Il en résulte que MCR est structurellement ouverte à l'incorporation des processus d'invention technique ou artistique. 

 

Enfin, je mentionne les résultats suivants accomplis à ce jour dans le cadre de MCR.

 

    * Dans le cadre de MCR les deux conceptualisations humaines les plus générales, la conceptualisation logique et la conceptualisation probabiliste, ont été d'abord soumises à une analyse critique, puis reformulées en termes "génétiques", i.e. en termes qui explicitent la genèse de toute structure logique ou probabiliste et en gardent trace dans les notations. Or, dans leurs reformulations MCR génétiques, les conceptualisations logique et probabiliste S’UNIFIENT en profondeur, tout en s'étendant au-delà de leurs domaines classiques (cf. (15), (16) et surtout (17) et (18)).

    * MCR a permis de résoudre une difficulté majeure de la conceptualisation probabiliste classique, à savoir le fait qu'à ce jour même aucune procédure générale n'a été définie pour construire la loi de probabilité FACTUELLE qui agit dans une situation factuelle donnée qui, unanimement, est considérée comme étant "probabiliste". J'ai dénommée ce fait l'aporie de Kolmogorov parce que c'est Kolmogorov lui-même qui l'a signalé avec le plus de vigueur à partir de 1983 ; et à cause de cette circonstance tout simplement sidérante et scandaleuse, Kolmogorov a déclaré qu'il considérait désormais sa théorie des probabilités comme un chapitre des mathématiques pures, dépourvu de toute applicabilité pratique ! (cf. (17) mais surtout (18)).

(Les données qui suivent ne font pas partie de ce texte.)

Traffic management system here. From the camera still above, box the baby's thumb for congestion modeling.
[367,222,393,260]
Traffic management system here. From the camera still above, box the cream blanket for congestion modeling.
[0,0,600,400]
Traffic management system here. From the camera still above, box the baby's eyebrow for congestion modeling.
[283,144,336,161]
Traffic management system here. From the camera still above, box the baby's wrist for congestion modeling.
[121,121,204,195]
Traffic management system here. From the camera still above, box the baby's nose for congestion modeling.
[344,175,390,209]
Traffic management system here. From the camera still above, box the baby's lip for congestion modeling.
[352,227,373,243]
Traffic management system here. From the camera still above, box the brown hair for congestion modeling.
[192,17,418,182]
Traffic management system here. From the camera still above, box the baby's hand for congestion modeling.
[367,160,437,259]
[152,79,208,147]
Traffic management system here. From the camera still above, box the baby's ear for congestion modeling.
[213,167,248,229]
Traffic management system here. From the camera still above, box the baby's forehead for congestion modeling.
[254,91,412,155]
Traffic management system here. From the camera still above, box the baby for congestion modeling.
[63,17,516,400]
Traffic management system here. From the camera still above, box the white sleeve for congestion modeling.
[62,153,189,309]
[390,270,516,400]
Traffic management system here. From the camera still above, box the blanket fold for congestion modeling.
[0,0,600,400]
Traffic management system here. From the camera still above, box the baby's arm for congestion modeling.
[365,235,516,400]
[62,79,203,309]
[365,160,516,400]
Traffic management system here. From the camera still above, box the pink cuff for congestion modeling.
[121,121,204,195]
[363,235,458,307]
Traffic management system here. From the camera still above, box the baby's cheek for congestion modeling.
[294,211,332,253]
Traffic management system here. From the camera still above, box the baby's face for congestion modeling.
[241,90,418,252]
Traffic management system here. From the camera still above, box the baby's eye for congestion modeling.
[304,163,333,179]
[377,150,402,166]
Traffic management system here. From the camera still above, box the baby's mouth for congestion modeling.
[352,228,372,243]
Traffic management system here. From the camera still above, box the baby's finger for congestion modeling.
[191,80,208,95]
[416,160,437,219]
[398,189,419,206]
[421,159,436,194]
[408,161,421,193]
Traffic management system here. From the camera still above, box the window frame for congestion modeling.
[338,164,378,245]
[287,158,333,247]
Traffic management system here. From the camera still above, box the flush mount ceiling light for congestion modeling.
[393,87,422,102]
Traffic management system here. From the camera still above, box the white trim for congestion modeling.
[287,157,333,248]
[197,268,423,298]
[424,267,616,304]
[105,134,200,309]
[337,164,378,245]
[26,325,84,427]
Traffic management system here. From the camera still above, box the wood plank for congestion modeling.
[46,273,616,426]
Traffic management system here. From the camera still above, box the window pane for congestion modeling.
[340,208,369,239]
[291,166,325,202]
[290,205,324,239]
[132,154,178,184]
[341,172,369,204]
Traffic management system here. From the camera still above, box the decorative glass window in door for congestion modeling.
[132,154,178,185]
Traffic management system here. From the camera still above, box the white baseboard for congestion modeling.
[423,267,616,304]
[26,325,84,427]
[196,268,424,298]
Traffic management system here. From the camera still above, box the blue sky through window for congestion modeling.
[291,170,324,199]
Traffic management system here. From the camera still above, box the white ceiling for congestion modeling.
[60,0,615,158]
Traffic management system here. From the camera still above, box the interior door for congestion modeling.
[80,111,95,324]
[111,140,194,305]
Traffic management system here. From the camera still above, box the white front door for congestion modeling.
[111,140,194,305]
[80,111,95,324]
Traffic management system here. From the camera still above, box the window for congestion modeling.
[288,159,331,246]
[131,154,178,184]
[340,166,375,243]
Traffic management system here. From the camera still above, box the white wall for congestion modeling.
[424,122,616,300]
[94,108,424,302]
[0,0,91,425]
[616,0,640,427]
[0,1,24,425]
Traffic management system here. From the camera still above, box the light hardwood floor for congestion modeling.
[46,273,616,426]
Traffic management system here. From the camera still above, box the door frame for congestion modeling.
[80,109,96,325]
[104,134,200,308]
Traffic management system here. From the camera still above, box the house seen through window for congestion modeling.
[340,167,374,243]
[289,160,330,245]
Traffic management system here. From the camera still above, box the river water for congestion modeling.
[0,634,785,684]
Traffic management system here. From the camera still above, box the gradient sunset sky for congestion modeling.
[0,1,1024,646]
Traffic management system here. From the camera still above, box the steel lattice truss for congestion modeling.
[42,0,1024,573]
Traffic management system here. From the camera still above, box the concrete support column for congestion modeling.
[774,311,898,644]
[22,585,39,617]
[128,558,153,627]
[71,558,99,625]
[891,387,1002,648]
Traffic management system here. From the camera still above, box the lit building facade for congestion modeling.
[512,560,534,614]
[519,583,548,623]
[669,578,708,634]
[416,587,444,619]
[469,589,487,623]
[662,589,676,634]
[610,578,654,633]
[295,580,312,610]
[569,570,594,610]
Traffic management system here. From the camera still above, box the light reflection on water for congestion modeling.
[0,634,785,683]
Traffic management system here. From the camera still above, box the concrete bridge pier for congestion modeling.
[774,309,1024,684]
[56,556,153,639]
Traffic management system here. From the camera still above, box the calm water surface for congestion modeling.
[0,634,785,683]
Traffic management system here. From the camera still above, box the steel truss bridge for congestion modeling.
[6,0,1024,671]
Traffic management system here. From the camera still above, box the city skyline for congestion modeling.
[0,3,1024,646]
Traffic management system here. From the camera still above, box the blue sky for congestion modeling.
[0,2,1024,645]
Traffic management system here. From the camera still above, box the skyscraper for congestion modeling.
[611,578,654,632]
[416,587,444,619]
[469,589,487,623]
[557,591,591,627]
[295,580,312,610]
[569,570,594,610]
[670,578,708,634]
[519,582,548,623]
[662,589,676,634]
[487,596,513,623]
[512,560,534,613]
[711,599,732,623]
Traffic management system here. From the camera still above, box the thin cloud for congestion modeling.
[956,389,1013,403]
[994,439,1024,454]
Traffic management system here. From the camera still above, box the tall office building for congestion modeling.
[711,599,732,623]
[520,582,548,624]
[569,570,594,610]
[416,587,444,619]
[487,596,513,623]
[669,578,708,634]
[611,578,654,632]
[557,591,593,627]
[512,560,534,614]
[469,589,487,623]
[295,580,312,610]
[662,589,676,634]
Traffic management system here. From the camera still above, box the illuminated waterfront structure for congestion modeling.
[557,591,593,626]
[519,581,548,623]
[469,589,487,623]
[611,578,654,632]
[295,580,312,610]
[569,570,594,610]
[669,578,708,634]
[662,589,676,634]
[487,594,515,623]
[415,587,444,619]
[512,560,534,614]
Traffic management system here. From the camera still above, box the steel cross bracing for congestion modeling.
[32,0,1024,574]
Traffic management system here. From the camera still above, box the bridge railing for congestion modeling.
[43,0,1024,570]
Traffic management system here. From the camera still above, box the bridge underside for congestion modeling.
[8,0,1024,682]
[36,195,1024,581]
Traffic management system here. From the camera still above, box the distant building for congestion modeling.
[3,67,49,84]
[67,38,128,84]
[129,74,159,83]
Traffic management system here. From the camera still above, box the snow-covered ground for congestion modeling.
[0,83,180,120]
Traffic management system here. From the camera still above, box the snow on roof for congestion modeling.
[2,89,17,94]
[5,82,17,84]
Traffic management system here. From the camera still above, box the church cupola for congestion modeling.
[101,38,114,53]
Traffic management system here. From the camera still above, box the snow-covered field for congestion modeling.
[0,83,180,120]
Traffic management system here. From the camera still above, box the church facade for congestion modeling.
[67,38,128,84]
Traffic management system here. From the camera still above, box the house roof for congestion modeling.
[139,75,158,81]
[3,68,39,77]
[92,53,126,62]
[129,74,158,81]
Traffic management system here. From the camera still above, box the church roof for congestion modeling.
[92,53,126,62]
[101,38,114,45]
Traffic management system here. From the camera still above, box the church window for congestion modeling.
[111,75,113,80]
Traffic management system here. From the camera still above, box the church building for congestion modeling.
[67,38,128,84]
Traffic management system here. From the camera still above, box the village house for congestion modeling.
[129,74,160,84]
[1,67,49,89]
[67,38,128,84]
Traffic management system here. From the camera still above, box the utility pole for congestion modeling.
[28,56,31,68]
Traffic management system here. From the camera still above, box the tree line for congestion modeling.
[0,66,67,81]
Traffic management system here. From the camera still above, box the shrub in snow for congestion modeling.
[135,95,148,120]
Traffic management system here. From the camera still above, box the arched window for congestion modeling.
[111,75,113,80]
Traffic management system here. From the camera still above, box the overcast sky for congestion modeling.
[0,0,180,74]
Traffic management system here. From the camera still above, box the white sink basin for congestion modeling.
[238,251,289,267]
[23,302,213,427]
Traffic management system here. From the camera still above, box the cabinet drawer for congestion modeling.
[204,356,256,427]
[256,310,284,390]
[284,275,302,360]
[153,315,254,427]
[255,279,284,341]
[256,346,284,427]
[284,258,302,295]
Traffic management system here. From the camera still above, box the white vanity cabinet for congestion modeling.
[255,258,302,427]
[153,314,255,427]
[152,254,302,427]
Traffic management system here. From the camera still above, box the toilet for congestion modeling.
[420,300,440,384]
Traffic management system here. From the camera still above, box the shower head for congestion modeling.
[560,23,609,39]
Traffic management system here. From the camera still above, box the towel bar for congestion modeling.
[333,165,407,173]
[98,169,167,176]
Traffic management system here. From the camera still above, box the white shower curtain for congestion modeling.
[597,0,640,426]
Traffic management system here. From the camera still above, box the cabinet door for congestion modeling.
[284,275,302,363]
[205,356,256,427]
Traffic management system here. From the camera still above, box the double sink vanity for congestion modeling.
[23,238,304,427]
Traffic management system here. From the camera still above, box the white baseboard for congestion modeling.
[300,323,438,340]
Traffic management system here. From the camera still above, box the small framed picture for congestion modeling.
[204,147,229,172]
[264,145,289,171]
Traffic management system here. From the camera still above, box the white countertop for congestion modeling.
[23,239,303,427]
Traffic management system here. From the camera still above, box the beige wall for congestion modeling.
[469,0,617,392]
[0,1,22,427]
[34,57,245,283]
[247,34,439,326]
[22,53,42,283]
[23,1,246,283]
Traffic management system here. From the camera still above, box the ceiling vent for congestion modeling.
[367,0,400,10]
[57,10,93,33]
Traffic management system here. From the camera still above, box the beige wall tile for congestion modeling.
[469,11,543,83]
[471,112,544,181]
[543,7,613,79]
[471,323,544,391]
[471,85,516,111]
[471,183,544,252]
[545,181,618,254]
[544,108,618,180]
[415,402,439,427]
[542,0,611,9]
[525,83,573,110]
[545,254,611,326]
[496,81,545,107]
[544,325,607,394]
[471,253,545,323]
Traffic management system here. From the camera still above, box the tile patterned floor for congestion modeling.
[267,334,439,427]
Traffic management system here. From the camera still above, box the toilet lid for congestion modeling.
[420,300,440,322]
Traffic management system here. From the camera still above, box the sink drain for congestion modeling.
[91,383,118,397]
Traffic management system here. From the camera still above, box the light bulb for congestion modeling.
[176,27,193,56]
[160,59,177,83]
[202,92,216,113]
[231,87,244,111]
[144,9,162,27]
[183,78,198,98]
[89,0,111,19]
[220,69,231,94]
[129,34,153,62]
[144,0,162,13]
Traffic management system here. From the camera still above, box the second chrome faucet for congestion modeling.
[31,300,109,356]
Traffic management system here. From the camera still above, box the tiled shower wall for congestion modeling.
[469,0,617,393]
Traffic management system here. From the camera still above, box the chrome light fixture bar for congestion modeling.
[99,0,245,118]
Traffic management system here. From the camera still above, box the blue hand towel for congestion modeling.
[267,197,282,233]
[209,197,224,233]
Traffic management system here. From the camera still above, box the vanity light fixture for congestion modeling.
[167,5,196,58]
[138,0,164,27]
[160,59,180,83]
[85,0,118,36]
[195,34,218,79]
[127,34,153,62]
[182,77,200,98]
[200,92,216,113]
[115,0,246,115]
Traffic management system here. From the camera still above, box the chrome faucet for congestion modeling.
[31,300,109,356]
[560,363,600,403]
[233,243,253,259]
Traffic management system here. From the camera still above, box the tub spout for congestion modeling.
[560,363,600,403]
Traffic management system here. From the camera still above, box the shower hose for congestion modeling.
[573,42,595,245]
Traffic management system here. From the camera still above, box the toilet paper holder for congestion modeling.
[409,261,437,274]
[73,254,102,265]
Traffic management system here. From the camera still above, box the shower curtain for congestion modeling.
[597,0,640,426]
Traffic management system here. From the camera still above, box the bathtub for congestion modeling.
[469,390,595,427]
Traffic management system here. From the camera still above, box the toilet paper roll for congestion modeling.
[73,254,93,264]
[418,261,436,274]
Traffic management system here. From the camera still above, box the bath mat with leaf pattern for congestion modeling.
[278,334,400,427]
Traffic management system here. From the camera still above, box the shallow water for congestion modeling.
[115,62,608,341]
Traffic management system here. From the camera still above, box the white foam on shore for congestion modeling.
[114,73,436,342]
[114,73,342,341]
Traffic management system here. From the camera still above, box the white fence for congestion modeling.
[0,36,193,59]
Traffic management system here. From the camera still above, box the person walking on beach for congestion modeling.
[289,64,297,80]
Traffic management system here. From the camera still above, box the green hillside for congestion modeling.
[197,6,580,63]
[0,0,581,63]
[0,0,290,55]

    La solution MCR de l'aporie de Kolmogorov, telle qu'elle se trouve exposée dans (18), consiste en une procédure pratique pour définir la loi de probabilité factuelle qui correspond à une situation probabiliste donnée, quelconque mais classique. En outre le travail cité contient aussi l'élaboration d'une équation qui exprime la cohérence formelle entre les données qui caractérisent la procédure pratique mentionnée pour, d’une part spécifiquement la situation probabiliste particulière considérée, et d'autre part le théorème abstrait et général des grands nombres.

    * Le contenu de "sens" de la théorie des communications d'information [3] de Shannon – dont on affirmait qu'elle ne comporterait aucune sorte de "sens", ce qui évidemment n'est pas concevable – est identifié et localisé (17).

    * MCR a permis de définir des mesures de complexité qui préservent l'entier contenu sémantique de l'entité considérée (17).

    * MCR a permis de reconstruire dans son cadre une représentation – bi-dimensionnelle – du concept de temps qui, nous semble-t-il, élucide plusieurs aspects de base reliés à ce concept (temps-changement, temps-psychique, temps "physique", mesures de temps) (17).

 

[1] La méthode ce Conceptualisation relativisée a été exprimée publiquement dans chacune de ses phases. Ici nous ne mentionnons que les publications les plus récentes (2202 et 2006) qui sont aussi les plus complètes et élaborées.

[2] Pourtant l'on pratique souvent des variantes plus ou moins "parfaites" de description de base transférées, à tous les niveaux de la conceptualisation, macroscopique ou même cosmique, pas seulement au niveau microscopique où sont logées les descriptions quantiques de microétats. Les descriptions de ce type ignoré se révèlent être caractéristiques de toute collecte de données strictement premières concernant une entité réelle qui n'avait été qualifiée jamais avant, à l'aide de la grille de qualification considérée, et d'ailleurs même si l'entité considérée est de nature psychique.

[3] Dénommée aussi, faussement, théorie de l' "information", ce qui conduit à une série indéfinie de confusions.